Source: National Weather Service
As Hurricane Matthew barrels northward in the Atlantic Ocean, some areas on the coasts of Florida, Georgia and the Carolinas are bracing for as much as 10-12 inches of rain, according to the National Weather Service.
But Hall County is unlikely to see anywhere near that amount of precipitation. Vaughn Smith of the National Weather Service said the area is likely to see a maximum of a half inch of rain. The weather service is calling for a 20 percent chance of showers and thunderstorms Friday and mostly sunny weather Saturday in Hall County.

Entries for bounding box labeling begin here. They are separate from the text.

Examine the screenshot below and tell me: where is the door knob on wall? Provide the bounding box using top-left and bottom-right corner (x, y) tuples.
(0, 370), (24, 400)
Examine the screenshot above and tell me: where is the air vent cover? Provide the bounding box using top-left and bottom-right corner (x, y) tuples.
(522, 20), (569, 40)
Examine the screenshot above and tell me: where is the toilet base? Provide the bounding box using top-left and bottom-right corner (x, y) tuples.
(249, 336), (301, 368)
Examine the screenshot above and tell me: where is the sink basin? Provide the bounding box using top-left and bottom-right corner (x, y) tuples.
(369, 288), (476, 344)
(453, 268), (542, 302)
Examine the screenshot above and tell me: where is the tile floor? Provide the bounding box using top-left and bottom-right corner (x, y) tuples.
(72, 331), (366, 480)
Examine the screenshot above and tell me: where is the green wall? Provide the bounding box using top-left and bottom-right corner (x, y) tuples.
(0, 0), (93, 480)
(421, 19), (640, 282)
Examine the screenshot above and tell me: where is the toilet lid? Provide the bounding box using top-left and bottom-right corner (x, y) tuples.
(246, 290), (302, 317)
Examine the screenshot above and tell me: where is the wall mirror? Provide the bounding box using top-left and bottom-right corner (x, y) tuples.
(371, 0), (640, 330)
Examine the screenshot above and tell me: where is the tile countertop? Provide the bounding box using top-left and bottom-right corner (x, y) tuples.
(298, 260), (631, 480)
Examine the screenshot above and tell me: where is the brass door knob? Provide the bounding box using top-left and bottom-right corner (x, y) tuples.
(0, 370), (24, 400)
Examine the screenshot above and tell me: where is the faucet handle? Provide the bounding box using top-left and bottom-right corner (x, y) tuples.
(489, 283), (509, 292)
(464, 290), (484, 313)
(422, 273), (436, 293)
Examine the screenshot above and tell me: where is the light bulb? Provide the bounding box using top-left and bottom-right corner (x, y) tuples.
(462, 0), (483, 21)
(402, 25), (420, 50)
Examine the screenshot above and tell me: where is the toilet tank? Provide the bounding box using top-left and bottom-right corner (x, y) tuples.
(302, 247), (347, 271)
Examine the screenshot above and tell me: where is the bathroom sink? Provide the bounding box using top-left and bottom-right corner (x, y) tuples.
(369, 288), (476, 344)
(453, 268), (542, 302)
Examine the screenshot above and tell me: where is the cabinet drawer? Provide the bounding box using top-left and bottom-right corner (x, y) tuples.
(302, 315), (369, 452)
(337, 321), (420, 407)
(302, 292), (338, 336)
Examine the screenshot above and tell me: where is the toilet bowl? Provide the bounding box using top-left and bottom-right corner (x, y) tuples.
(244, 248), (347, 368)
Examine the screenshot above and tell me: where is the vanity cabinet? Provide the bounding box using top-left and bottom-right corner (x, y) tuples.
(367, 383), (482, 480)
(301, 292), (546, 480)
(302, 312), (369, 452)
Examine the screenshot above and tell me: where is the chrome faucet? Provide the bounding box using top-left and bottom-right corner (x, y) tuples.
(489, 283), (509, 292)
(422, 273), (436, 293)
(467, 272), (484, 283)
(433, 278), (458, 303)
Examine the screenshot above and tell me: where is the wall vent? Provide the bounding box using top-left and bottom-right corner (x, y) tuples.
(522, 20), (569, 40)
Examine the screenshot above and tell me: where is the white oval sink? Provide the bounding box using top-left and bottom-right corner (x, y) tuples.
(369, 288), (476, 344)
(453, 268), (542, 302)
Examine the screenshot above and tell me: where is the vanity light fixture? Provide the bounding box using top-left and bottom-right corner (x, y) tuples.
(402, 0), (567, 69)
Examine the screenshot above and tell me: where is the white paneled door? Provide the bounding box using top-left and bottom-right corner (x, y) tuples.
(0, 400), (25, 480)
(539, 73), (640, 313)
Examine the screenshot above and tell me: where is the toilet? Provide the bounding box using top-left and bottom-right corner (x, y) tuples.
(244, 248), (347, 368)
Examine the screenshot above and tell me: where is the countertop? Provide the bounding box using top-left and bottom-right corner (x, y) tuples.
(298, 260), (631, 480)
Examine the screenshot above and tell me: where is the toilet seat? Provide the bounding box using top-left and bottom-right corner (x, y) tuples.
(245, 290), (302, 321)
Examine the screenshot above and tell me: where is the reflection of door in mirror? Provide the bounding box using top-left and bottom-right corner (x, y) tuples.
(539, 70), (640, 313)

“This will not be a drought-buster for us,” Smith said.
Smith said a frontal boundary from the Mississippi River Valley has helped push Matthew’s projected track mostly offshore, leaving the highest rainfall totals over the ocean and much less inland.
Forecasters have placed all 100 miles of the Georgia coast under a hurricane watch.
The National Hurricane Center said Wednesday that Hurricane Matthew could bring powerful winds and dangerous storm surge to Georgia from the city of St. Marys near the Florida state line to Savannah.
Forecasts show Matthew will likely pass offshore Saturday, but close enough to land to cause potentially serious damage.
The hurricane center says tropical storm winds of 39 mph or greater could reach coastal Georgia today, while hurricane-force winds of 74 mph or greater could arrive late Friday. Several feet of storm surge are possible, especially if peak storm conditions occur during high tide.
Early in the day Wednesday, Chatham and Glynn counties called for a voluntary evacuation of about 47,000 residents. The city of Tybee Island issued a mandatory evaluation order that began at 3 p.m.
The Georgia coast hasn’t seen such a hurricane evacuation since a near-miss with Hurricane Floyd in 1999. No storm has made direct landfall along the state’s coastline since Hurricane David in 1979, and the last time Georgia saw a direct hit from a Category 3 or greater storm was in 1898. Category 3 hurricanes have winds in excess of 110 mph.
Public school classes in the Savannah area were canceled for Wednesday through Friday, and Gov. Nathan Deal has declared a state of emergency for 30 southeast Georgia counties and ordered state emergency management officials to work closely with local agencies.
Georgia Power said it “is monitoring the changing weather around the clock, mobilizing crews and preparing to respond to any service interruptions, which may occur.”
Meanwhile, wind gusts up to 30 mph Thursday night and 25 mph during the day Friday might be the closest Hall County comes to experiencing the storm’s effects.
The Red Cross is also preparing for the storm and is seeking blood donations to help with possible fallout from Matthew.
“We encourage eligible donors to please give blood or platelets before the storm arrives to help ensure we have a readily available blood supply for patients in need,” the agency said in a news release Wednesday. “All eligible donors in parts of the country unaffected by Hurricane Matthew are also urged to schedule an appointment.”